Monday, January 2, 2017

The Aga Khan, Sherlock, and Macca on St. Bart's

She is greeting this glorious new year with a cold, folks - sore throat and runny nose, but otherwise hale. Many have been much sicker this holiday period, and this bug is no surprise, it has been incubating for days. So - no movies, no Y, just taking it easy - thank God I don't have to teach. Tangelos - fruit of the gods - leftover turkey soup, a newly-made ratatouille, and just a bit of wine to wash it all down.

Yesterday, a huge treat - to the Aga Khan Museum of Islamic Art with Nick and Beth-Anne. It's a brand new museum in the northern reaches of the city, hard to get to without a car, but with the 3 of us sharing transit costs the trip was fast and easy. What a spectacular place - a gorgeous building flooded with light, just the right size for a museum, with a stunning but not overwhelming collection of artifacts. There's a special exhibition now about the ancient art of Syria, particularly heartbreaking because we know so much of the country and its art has been obliterated. And there's a permanent collection of such fine objects, some from many centuries B.C. It's hard to link the delicacy and beauty of the art with the murderous extremists we associate with Islam today. And what's made so clear is the confluence of Islam, Christianity and Judaism, all originating from the same part of the world with many similarities and even some of the same founders - Abraham et al. And yet today, all so very far apart.
 Photography was forbidden - this is from a book. It's the skeleton of a leaf covered with gold calligraphy, incredibly intricate.
An art project done with immigrant kids - to take a box and create what 'home' meant to them. Very stirring.
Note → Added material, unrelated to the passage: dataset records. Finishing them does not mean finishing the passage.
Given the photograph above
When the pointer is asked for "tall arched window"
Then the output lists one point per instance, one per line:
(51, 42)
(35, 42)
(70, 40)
From the sublime to another kind of sublime - Wayson came for dinner and we watched Sherlock together, I trying to explain, quickly, who was who, as he'd never seen one before, and it all whizzes by at such speed. So much fun! Spoiler alert: I was sorry Mary had to go, though she did have a death scene worthy of Shakespeare. I did wonder, in the swimming pool fight scene, how Sherlock had the muscle to take on a trained assassin; we have never seen him working out yet suddenly there he is, James Bond-style, wrestling in the pool. I was waiting for the wet shirt moment, like Mr. Darcy's, but no, we just hurtled on to the next nearly-incomprehensible scene - I mean, that key confrontation with Mary about her past, where were they, in an office Sherlock has created in a walk-in tomb in a cemetery? Did I miss something?Yes, undoubtedly. Can't wait for next week, when Toby Jones leers onstage as the next arch-villain.

More sad news: writer, art critic and all round wise man John Berger has died at the age of 90. From a Guardian article:
In a conversation with Susan Sontag, he once said: “A story is always a rescuing operation.” And he has also said: “If I’m a storyteller it’s because I listen. For me, a storyteller is like a passeur who gets contraband across a frontier.”
What a great way to look at storytelling - smuggling stories.

To cheer you up, if you need cheering, please go to YouTube and enter Paul McCartney St. Bart's the Killers. Macca is vacationing on the island of St. Barts with his wife and daughter Stella, and on New Year's Eve was apparently at a big party at the home of some Russian oligarch who had hired the band the Killers to play. They invited Paul on stage and launched into an impromptu version of that sweet old-fashioned ballad Helter Skelter, and Paul just rocks like a teenager. If I have half that energy when I'm 74 - or even tomorrow - I will be a happy woman. Frisky, that's what he is, damn frisky.